COLOMBIA - Industry
General Manager, Dinissan
Enrique Vargas Alcázar studied mechanical engineering at the Universidad de los Andes and in Florida, US. He has 33 years in the automotive industry, and has positioned his company as one of the industry leaders in Colombia. Starting as an apprentice mechanic in 1986, he later became manager of Diesel Service Center. His background in after sales services led to his appointment as GM of Dinissan in 2009.
The automotive sector in 2013 had a total volume of 294,000 units. During 2013, it suffered a slowdown of 5.1% compared to the previous year, even though 2013 was historically the third best year for the Colombian industry. We cannot complain about the size of the market, but for many companies, that slowdown brought some commercial stress as the expectation had been for sustained growth of the kind achieved in 2011 and 2012. There were 300,016 units sold in 2012. For 2014 we expect further growth to 305,000 units. We consider the reelection of President Santos positive because a change in government would have brought some stress to the economy.
For non-business use, commercial/passenger vehicles and SUVs are the most popular. We have the Nissan Qashqai, which is the best selling model in Europe. We also have the Nissan X-trail, which is also important for our sales figures. Currently, those two models are receiving a complete makeover. They are brand new to the market, and we rely on them in the SUV segment to boost our sales. These are our volume sectors. In addition, we have the Nissan Pathfinder, which comes from the US. Since the FTA with the US, the Pathfinder has benefited from not incurring import duties.
We are expecting to increase our sales volume by close to 12%. One reason for that is the introduction of new models, and the fact that we have a better supply now compared to 2013. We get most of our cars from Mexico, which is responsible for supplying the US and South American markets. Since the American markets have started to improve, demand has increased, whereby we have experienced difficulty sourcing our cars from Mexico in 2013. The good news is that Nissan has since opened a plant in Mexico—Aguascalientes—a technologically-advanced facility of remarkable efficiency. Another plant was opened in Brazil, which will mean that the Mexican production chains will be freer to supply other South American markets such as Colombia.
Bogotá accounts for perhaps 46% of demand. Medellín will represent probably 13% and Cali 10%. We really need to focus our attention on smaller cities than that, to achieve a presence in 23 cities of the country.

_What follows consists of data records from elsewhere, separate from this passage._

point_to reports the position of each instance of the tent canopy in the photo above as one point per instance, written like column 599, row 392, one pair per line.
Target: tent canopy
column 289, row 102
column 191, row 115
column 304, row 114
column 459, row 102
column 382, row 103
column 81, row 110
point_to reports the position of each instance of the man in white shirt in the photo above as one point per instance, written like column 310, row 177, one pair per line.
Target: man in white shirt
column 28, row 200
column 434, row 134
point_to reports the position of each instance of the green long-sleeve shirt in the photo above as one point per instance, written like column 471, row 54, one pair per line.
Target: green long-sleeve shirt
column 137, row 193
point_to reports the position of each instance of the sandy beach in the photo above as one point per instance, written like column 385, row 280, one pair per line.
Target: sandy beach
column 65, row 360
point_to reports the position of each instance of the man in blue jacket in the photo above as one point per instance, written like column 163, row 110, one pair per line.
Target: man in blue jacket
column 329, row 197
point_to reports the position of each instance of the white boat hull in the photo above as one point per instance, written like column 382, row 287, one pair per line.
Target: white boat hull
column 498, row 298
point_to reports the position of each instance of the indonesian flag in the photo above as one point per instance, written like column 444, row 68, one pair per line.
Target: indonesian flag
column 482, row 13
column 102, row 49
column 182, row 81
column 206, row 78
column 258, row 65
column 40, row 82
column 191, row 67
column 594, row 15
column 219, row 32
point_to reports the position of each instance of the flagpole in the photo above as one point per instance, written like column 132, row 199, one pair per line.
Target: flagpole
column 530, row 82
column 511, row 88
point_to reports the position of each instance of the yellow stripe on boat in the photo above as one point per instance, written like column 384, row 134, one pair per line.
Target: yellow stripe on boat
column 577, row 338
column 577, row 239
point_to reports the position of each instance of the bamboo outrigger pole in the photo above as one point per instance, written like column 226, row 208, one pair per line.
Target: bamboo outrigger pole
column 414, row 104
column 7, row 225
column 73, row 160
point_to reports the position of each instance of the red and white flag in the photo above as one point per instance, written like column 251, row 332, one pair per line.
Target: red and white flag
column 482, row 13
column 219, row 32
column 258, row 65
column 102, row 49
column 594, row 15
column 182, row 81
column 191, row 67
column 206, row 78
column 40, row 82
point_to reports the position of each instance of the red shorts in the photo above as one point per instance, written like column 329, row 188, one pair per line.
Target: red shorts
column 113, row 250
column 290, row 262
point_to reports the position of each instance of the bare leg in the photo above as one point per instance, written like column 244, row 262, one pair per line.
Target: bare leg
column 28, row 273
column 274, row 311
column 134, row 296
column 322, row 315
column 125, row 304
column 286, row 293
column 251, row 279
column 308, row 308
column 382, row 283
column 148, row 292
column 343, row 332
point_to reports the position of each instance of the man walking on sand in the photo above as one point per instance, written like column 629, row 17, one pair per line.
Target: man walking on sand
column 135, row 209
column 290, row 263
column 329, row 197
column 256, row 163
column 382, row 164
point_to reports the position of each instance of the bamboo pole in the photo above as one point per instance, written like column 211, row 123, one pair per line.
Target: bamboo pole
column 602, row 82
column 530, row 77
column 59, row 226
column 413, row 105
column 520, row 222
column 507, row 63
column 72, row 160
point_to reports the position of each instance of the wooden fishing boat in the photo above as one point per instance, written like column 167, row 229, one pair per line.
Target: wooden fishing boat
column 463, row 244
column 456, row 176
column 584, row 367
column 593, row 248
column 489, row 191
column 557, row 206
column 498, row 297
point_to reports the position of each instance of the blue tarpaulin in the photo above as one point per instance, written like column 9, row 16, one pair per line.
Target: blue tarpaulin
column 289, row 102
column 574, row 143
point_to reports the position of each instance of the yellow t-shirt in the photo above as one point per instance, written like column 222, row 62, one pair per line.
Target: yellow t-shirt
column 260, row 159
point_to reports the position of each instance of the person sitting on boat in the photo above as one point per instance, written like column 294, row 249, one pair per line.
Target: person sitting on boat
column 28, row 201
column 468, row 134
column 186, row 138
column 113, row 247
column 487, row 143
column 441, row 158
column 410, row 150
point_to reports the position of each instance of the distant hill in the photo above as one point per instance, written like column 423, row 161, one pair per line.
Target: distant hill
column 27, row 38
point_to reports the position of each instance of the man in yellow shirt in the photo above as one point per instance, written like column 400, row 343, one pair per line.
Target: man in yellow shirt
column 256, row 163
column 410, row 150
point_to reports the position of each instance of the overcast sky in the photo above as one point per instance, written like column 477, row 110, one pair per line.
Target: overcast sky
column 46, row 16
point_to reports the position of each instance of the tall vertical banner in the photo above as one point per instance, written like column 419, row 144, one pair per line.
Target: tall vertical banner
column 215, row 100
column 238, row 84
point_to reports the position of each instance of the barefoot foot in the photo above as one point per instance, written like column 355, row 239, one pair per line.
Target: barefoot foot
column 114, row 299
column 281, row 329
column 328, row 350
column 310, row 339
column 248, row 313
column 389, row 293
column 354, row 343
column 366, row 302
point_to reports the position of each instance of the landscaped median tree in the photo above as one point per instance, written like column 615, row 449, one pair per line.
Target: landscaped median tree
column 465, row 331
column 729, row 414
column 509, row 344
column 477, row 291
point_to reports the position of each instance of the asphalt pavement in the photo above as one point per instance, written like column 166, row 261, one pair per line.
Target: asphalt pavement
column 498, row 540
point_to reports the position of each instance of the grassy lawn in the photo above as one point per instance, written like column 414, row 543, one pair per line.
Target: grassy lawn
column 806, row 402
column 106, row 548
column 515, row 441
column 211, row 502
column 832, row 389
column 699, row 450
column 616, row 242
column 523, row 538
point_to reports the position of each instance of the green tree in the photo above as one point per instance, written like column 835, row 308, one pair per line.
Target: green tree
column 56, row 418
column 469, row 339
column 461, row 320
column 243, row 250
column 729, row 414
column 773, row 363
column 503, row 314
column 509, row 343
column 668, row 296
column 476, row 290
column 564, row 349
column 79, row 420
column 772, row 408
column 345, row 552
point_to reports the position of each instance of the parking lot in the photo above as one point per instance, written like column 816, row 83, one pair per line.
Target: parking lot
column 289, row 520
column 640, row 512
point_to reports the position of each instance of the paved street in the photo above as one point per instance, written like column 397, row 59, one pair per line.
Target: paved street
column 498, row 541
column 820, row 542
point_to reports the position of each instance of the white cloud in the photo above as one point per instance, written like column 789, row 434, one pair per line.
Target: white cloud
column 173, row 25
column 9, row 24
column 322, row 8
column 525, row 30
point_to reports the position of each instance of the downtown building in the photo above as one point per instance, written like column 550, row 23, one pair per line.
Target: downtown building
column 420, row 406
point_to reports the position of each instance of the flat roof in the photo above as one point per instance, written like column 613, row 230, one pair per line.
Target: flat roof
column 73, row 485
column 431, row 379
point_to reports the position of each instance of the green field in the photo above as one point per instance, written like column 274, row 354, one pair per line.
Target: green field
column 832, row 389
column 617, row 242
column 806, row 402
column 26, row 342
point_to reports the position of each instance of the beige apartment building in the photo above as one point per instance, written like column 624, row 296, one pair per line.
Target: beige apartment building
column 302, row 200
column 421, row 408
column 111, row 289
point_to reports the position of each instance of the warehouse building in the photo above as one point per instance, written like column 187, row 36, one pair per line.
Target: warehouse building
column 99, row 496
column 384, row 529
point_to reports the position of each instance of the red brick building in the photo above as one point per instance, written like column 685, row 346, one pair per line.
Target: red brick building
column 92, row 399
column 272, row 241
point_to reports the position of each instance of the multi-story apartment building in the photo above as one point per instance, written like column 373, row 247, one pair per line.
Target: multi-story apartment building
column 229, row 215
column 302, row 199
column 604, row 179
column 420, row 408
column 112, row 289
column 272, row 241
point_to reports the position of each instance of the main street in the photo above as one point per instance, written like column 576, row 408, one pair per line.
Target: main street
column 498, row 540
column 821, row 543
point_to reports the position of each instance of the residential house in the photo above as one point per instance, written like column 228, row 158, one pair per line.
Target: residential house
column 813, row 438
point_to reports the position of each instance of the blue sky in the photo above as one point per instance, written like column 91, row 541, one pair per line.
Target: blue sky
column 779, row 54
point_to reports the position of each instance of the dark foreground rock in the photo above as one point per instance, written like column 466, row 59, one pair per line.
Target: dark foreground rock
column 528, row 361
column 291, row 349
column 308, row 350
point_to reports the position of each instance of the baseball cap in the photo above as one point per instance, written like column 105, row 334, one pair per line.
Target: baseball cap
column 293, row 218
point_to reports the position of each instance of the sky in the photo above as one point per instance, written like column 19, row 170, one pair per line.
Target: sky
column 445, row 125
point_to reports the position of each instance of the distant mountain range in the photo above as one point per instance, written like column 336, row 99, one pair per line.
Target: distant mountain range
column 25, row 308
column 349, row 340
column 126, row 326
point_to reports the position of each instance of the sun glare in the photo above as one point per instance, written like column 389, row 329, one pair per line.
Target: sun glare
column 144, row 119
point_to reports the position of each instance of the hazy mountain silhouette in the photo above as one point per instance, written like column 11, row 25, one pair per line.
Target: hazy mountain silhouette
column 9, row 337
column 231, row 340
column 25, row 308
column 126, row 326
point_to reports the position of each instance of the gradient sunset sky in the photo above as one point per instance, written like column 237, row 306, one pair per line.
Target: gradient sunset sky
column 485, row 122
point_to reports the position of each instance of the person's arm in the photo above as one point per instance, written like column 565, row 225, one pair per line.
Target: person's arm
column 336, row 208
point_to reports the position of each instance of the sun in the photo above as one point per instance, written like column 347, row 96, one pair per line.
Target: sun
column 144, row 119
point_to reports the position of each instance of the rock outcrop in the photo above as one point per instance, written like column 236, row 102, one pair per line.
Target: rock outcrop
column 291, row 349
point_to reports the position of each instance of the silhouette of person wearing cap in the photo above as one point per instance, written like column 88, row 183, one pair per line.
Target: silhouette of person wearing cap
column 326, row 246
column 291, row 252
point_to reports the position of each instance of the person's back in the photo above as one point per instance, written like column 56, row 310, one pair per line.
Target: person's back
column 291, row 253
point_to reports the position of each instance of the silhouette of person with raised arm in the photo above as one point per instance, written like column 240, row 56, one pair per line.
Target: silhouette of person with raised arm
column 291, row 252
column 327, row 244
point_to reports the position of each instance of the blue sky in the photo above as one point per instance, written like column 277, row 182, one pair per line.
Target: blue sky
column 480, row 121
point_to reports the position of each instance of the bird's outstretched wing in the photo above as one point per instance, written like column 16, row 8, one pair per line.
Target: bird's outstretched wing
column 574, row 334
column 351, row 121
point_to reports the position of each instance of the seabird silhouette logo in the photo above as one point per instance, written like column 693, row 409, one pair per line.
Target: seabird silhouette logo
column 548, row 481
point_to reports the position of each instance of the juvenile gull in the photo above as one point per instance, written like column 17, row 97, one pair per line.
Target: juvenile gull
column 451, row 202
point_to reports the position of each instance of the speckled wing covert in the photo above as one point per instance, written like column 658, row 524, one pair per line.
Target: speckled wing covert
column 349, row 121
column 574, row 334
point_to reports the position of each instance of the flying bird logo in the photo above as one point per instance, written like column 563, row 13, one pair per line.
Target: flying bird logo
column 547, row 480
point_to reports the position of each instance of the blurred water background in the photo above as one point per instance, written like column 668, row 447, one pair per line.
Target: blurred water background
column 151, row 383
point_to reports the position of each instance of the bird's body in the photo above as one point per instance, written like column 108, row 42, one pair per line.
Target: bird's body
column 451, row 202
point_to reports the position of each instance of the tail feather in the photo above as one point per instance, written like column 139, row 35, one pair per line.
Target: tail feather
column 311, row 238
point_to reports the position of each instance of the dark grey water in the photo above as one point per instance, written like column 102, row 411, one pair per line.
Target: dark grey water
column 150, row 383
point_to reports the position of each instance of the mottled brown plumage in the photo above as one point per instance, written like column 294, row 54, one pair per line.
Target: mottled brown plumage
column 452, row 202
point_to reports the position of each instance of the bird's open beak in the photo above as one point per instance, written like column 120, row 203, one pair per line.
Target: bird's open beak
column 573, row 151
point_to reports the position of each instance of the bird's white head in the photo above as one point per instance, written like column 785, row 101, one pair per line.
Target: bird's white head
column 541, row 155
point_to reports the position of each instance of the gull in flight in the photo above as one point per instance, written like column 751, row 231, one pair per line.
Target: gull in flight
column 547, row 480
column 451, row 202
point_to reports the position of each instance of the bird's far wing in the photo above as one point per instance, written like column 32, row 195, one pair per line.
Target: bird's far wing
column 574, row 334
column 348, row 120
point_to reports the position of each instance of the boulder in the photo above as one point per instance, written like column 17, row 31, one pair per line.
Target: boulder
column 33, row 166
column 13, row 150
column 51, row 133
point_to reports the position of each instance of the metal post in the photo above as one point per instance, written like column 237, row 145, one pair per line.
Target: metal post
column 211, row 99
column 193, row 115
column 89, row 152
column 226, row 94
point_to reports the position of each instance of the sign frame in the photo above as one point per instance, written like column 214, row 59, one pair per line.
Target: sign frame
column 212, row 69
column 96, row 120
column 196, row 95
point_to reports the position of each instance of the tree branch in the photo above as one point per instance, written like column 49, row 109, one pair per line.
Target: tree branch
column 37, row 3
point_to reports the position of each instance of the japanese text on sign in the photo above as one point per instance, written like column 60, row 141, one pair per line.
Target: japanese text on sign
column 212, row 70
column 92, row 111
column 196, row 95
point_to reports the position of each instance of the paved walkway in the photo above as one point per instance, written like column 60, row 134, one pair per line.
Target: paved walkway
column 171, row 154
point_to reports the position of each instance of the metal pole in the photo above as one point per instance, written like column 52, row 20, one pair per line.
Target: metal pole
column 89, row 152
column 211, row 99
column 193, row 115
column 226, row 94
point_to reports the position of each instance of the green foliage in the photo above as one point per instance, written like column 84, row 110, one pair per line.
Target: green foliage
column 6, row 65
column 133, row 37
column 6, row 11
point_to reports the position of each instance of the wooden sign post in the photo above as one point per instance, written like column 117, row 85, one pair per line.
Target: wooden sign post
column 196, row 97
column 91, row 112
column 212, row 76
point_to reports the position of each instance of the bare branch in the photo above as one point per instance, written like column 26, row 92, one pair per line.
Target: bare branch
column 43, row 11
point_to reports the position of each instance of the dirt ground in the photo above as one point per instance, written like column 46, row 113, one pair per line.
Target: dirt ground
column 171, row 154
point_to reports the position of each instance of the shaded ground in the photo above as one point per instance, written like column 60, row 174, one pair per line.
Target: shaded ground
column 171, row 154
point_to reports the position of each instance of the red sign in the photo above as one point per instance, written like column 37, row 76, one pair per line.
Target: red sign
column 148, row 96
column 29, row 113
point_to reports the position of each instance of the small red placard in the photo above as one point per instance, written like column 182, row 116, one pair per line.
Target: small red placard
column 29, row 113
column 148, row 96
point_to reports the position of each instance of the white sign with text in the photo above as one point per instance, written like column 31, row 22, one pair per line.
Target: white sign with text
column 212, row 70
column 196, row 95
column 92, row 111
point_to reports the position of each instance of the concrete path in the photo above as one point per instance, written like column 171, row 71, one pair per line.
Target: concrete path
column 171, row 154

The early models that we sold in those cities in the 1960s and 1970s were 4×4 vehicles, which were ideally suited to the poor condition of the roads at the time. We managed to sell many of those units and now the brand has a good reputation. We have operations in those smaller cities and sell entry-level vehicles there, which are typically smaller sedans and pickups. The demand for 4×4 vehicles has changed more to rural transportation for farmers, with vehicles such as pick up trucks becoming more common. We sell a high volume of pickups in the smaller cities, and are the leader in the sale of pickups in the Colombian market overall.
Colombia has huge potential, not only for the automobile sector, but also as a country. The Colombian consumer has gained significant purchasing capacity over time. We have developed, as an economy, strong potential for consumers yet the number of vehicles per 1,000 people is still low compared to many other countries, whereby the potential to sell more cars is high. We think that in the not too distant future, perhaps within four years, the market could grow to between 400,000 to 450,000 units per year, which would make Colombia an attractive market for the automotive business. We are confident that we can reach this level. One thing that will help increase the size of the market will be the government’s 4G projects as we will have more quality roads and cities will become better connected as a result. Nowadays traveling by road is time consuming. Sometimes it is even more efficient time-wise to fly, but once we have better roads, people will have more impetus to drive.